U.S. Sen. Bill Nelson has asked the U.S. Treasury to provide assurances to private market lenders that any loans they make in Florida would be repaid at fair market interest in the event of a catastrophe.
Nelson, however, said obtaining such assurance might not be easy given the recession, according to The Associated Press.
Meanwhile, Nelson is also pushing his legislation that would provide federal aid to cover property losses in the event of major catastrophe in Florida.
Nelson’s bill would allow the federal government to step in with loans to the state’s Catastrophe (CAT) Fund, which has a hurricane catastrophe obligation of $28 billion, but the capacity to pay only $10 billion in claims.
The Atlantic hurricane season begins June 1.
State officials have been searching for solutions to the problem.
The federal legislation, sponsored in the House by U.S. Rep. Ron Klein, of Boca Raton, passed that chamber in late 2007, but was blocked in 2008 in the U.S. Senate by Republican lawmakers and President Bush threatening a veto.
Nelson said he thinks the legislation will enjoy support from the Obama Administration. Last year, then-Sen. Barack Obama was a chief cosponsor, along with then-Sen. Hillary Clinton, who is now Secretary of State.
Critics have claimed it would be a taxpayer bailout of Floridians who build houses where hurricanes can destroy their property or of Californians whose houses have been burned to cinders.
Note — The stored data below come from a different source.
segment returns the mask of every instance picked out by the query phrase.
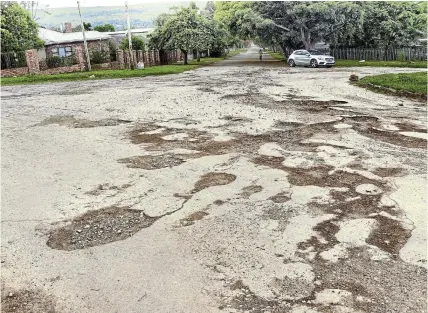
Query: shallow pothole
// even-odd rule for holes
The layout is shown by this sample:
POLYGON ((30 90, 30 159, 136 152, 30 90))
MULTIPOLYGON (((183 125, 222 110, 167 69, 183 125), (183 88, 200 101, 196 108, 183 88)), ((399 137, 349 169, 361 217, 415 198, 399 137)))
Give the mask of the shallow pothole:
POLYGON ((263 190, 262 186, 259 185, 250 185, 242 188, 241 197, 248 199, 252 194, 261 192, 263 190))
POLYGON ((190 225, 195 224, 196 221, 200 221, 201 219, 203 219, 207 215, 209 215, 207 212, 197 211, 197 212, 190 214, 186 218, 181 219, 180 224, 181 224, 181 226, 190 226, 190 225))
POLYGON ((13 290, 2 288, 3 313, 58 313, 53 296, 41 290, 13 290))
POLYGON ((52 231, 47 245, 67 251, 100 246, 131 237, 158 219, 139 210, 115 206, 89 211, 52 231))
POLYGON ((165 167, 178 166, 185 162, 181 156, 174 154, 141 155, 117 160, 119 163, 127 164, 129 168, 142 168, 156 170, 165 167))
POLYGON ((92 121, 88 119, 75 118, 72 115, 56 115, 51 116, 35 126, 46 126, 51 124, 58 124, 60 126, 67 126, 69 128, 93 128, 93 127, 104 127, 104 126, 117 126, 120 124, 131 123, 129 120, 122 119, 102 119, 98 121, 92 121))
POLYGON ((196 193, 213 186, 227 185, 235 181, 235 179, 236 176, 229 173, 207 173, 205 175, 202 175, 200 179, 195 183, 195 188, 192 190, 191 193, 196 193))

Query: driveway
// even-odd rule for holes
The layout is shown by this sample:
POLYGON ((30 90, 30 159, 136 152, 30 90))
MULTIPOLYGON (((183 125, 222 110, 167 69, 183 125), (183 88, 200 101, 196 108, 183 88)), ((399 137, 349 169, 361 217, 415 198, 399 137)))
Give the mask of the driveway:
POLYGON ((2 87, 3 312, 426 312, 413 70, 257 59, 2 87))

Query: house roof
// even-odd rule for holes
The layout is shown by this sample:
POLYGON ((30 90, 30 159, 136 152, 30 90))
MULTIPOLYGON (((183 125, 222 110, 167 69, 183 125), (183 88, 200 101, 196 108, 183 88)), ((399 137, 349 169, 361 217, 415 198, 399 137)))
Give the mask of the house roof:
MULTIPOLYGON (((153 30, 153 28, 134 28, 131 29, 131 34, 146 34, 153 30)), ((127 30, 121 30, 117 32, 107 32, 107 34, 111 36, 120 36, 120 35, 126 35, 128 33, 127 30)))
MULTIPOLYGON (((86 40, 99 40, 110 38, 107 33, 101 33, 97 31, 85 31, 85 36, 86 40)), ((81 32, 60 33, 50 29, 39 28, 39 38, 45 42, 46 46, 58 43, 83 41, 83 34, 81 32)))

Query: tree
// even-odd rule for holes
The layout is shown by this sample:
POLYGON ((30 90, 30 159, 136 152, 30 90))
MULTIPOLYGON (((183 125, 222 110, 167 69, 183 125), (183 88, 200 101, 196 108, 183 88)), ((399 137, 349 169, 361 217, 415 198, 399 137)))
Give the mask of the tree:
POLYGON ((225 33, 217 22, 199 14, 191 3, 188 8, 175 8, 174 13, 161 15, 149 36, 149 44, 157 49, 180 49, 187 64, 189 51, 196 50, 199 56, 200 52, 220 45, 223 37, 225 33))
MULTIPOLYGON (((408 46, 426 34, 426 2, 362 2, 360 32, 352 37, 354 46, 385 48, 408 46)), ((343 46, 343 40, 338 41, 343 46)), ((339 45, 338 44, 338 45, 339 45)))
POLYGON ((359 24, 361 10, 352 2, 256 2, 253 8, 278 31, 282 41, 300 42, 306 49, 341 30, 349 35, 359 24), (349 21, 352 21, 350 23, 349 21))
POLYGON ((22 51, 41 47, 43 47, 43 41, 38 37, 38 26, 30 13, 17 3, 2 3, 2 52, 22 51))
POLYGON ((94 27, 94 30, 99 32, 114 32, 114 26, 111 24, 98 25, 94 27))
MULTIPOLYGON (((83 27, 85 28, 85 31, 90 31, 90 30, 92 30, 92 25, 91 25, 91 23, 83 22, 83 27)), ((73 27, 73 28, 71 29, 71 31, 72 31, 73 33, 81 32, 81 31, 82 31, 82 26, 81 26, 81 25, 77 25, 76 27, 73 27)))
MULTIPOLYGON (((145 50, 145 43, 144 40, 141 39, 141 37, 137 36, 131 36, 131 44, 132 44, 132 50, 145 50)), ((120 49, 122 50, 129 50, 129 41, 128 36, 126 36, 122 42, 120 43, 120 49)))

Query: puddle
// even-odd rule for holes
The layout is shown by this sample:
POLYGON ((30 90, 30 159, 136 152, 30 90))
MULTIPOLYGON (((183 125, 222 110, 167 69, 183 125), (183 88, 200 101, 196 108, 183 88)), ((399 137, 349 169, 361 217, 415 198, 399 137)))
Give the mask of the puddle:
POLYGON ((149 217, 139 210, 114 206, 89 211, 52 231, 47 245, 67 251, 104 245, 131 237, 156 220, 158 217, 149 217))
POLYGON ((58 124, 60 126, 67 126, 69 128, 93 128, 93 127, 104 127, 104 126, 117 126, 120 124, 131 123, 129 120, 121 119, 102 119, 98 121, 91 121, 88 119, 77 119, 72 115, 57 115, 51 116, 35 126, 46 126, 51 124, 58 124))
POLYGON ((13 290, 2 288, 3 313, 58 313, 53 296, 41 290, 13 290))
POLYGON ((188 217, 181 219, 180 224, 181 226, 190 226, 195 224, 196 221, 200 221, 207 215, 209 215, 207 212, 197 211, 195 213, 190 214, 188 217))
POLYGON ((200 179, 196 182, 192 193, 196 193, 213 186, 227 185, 235 181, 235 179, 236 176, 233 174, 211 172, 200 177, 200 179))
But Nelson said taxpayers nationwide are already paying the costs of recovery and rebuilding after natural disasters. For Hurricanes Katrina, Rita and Wilma taxpayers have put up some $94.8 billion.
“We need a more disciplined, structured plan for providing federal assistance following any major natural disaster,” said Nelson.
Nelson’s legislation would also allow multiple states to join together to help pay for each others’ disaster costs. That’s in addition to a provision that would provide them with low-interest federal loans when damages exceed the resources of a state-run catastrophe fund.
Besides the bill to establish a national backstop for state natural catastrophe insurance programs, Nelson said other legislation will be offered this spring, including bills to allow insurance companies (other than life insurance companies) to make tax deductible contributions to a tax-exempt policyholder disaster protection fund for the payment of policyholders’ claims arising from certain catastrophic events, such as windstorms, earthquakes, fires, or floods and allow individual and business taxpayers a tax credit for 25 percent for hurricane and tornado mitigation property expenditures, up to $5,000 for any taxable year.